Escarus olarak en son yayınladığımız, Covid-19’un sürdürülebilirlik perspektifiyle iş dünyasına olan etkisini incelediğimiz çalışmada ele aldığımız başlıklardan biri de salgın döneminde sürdürülebilir finansmanın rolü. Bu çalışmada daha ayrıntılı anlatıldığı üzere, sürdürülebilir finans araçları, misyonları sebebiyle sadece doğal afetlere yönelik olarak değil, bir pandemi gibi sağlık veya sosyal afetlere yönelik olarak da kullanılabilecek stratejik araçlar.
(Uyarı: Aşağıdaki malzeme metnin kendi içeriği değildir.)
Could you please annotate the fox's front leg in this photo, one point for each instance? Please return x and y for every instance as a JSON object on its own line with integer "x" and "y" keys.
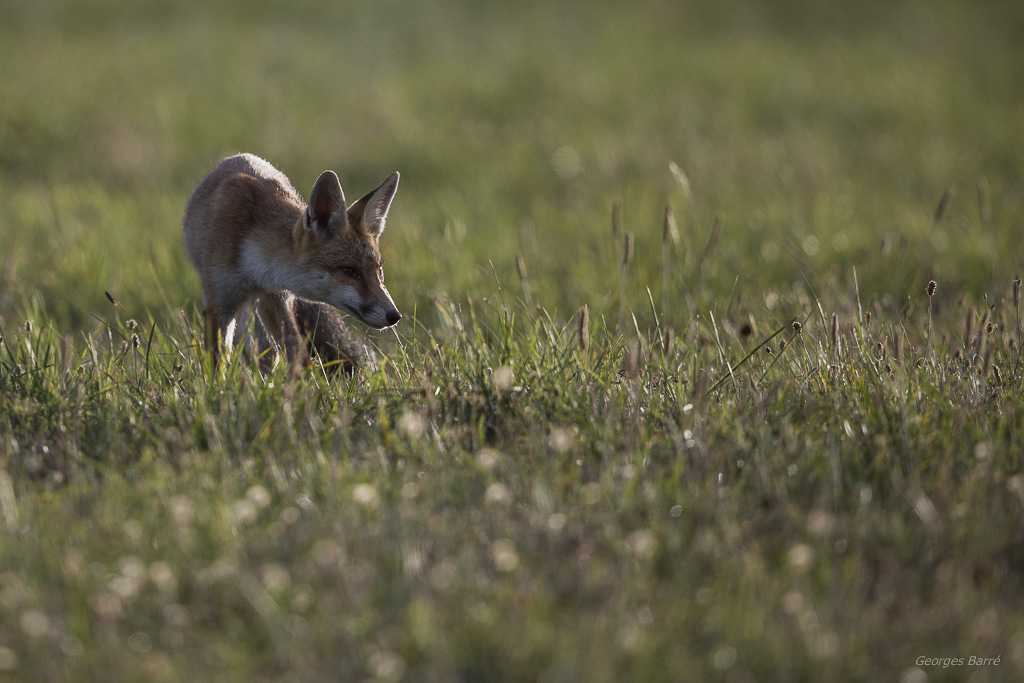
{"x": 279, "y": 323}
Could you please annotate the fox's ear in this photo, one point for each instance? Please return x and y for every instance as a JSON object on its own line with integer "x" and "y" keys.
{"x": 327, "y": 202}
{"x": 370, "y": 211}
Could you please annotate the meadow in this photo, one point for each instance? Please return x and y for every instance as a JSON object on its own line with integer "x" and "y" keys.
{"x": 711, "y": 365}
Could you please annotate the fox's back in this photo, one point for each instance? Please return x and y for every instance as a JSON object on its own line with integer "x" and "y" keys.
{"x": 242, "y": 195}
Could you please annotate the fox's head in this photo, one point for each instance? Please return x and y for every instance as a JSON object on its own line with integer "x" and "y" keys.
{"x": 345, "y": 250}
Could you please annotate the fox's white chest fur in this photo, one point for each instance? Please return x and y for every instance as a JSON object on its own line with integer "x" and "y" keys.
{"x": 253, "y": 240}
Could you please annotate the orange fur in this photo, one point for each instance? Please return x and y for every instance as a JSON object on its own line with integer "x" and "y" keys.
{"x": 254, "y": 241}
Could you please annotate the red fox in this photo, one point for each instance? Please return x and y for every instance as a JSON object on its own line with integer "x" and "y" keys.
{"x": 254, "y": 241}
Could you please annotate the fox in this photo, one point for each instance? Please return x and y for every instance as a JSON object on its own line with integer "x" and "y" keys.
{"x": 255, "y": 244}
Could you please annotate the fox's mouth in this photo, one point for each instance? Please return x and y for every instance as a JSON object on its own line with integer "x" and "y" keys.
{"x": 372, "y": 316}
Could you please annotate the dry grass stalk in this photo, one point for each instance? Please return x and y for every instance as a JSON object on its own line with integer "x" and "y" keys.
{"x": 984, "y": 204}
{"x": 981, "y": 340}
{"x": 834, "y": 334}
{"x": 520, "y": 266}
{"x": 627, "y": 259}
{"x": 930, "y": 291}
{"x": 583, "y": 329}
{"x": 972, "y": 316}
{"x": 670, "y": 236}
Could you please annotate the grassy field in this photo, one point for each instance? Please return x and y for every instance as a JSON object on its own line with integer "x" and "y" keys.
{"x": 680, "y": 484}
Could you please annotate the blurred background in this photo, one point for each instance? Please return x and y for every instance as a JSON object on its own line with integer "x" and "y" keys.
{"x": 822, "y": 133}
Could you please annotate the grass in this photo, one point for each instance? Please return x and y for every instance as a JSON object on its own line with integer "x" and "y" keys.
{"x": 701, "y": 491}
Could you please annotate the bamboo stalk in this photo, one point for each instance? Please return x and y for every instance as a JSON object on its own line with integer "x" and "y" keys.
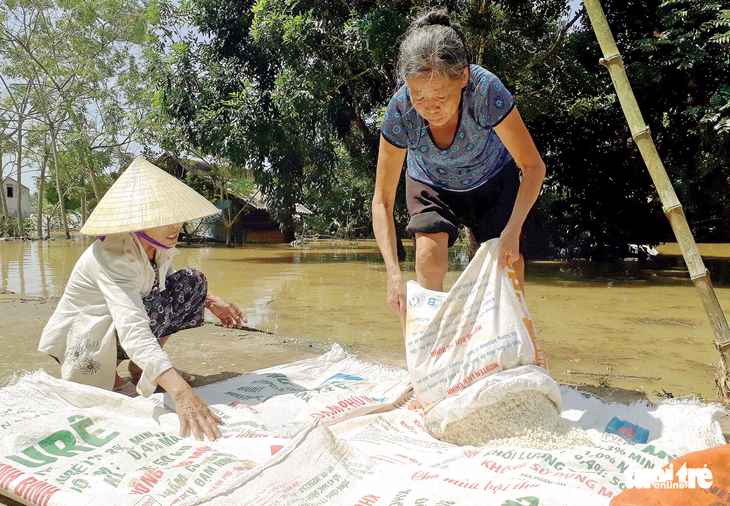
{"x": 670, "y": 203}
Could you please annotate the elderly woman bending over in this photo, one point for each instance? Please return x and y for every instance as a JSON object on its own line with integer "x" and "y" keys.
{"x": 124, "y": 298}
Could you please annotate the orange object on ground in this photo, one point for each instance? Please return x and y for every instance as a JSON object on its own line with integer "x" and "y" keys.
{"x": 697, "y": 479}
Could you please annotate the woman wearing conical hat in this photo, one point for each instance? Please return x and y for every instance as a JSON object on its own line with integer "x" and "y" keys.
{"x": 124, "y": 298}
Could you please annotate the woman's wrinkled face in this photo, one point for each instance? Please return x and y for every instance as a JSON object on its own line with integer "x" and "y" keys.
{"x": 437, "y": 98}
{"x": 166, "y": 235}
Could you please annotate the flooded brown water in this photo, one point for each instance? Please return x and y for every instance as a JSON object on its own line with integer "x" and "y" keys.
{"x": 601, "y": 322}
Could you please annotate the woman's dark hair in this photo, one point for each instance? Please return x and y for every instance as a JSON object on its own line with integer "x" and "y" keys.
{"x": 433, "y": 45}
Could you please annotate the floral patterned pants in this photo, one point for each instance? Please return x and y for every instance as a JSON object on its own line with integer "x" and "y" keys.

Bu noktada, bu araçların sadece uluslararası kalkınma kuruluşları veya hükümetler gibi büyük oyuncular tarafından kullanılabileceği değil, özel sektör, yerel finans kuruluşları ve hatta girişimciler, toplum fonlaması gibi farklı paydaşlar tarafından bile kanalize edilebileceğini unutmamak gerekiyor. Kendini sürekli yenileyen ve geliştiren bir alanda, oyuncuların ve oyun kurallarının da bu hızla dinamik olarak gelişmesini beklemekteyiz.